Иногда парализованная лапа подламывалась, и Ольгерд падал. Вставал он всегда сам. Даже если хозяину приходилось ему помогать, то он не смотрел на Ольгерда, и только рука его или нога как бы случайно касались собаки, поддерживая или направляя.
В сухую, но не жаркую погоду Ольгерд чувствовал себя лучше и шалил. Внезапно делал зверскую морду и показывал зубы какому-нибудь прохожему. Человек испуганно шарахался в сторону, хозяин нарочито строго ругал «старого дурака», а Ольгерд счастливо ухмылялся, махая хвостом.
Потом Ольгерд умер. Узнали об этом случайно. Кто-то из собаководов, встретив его хозяина, спросил, почему не видно Ольгерда.
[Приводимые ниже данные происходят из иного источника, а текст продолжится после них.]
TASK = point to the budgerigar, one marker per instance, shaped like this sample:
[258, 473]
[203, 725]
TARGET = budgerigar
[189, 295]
– Умер, – неохотно ответил тот.
– Отчего? Что у него…?
– Отчего, отчего. Умер и все, – он резко оборвал разговор и быстро ушёл.
Новой собаки он не завёл.
Фараон
Он весь чёрный, короткая холёная шерсть отливает на солнце серебром. Когда он открывает пасть, ослепительно белые зубы кажутся светящимися. Точёные, изящные и одновременно мощные формы, бесконечная гармония облика и движения. Скульптурные позы естественны и непринужденны. Мускулы чётко прорисовываются под тонкой кожей без карикатурной утрированности. Он – дог. «Аполлон собачьего мира», как пишет на рекламных стендах выставочный комитет. И Фараон, похоже, ни на минуту не забывает об этом.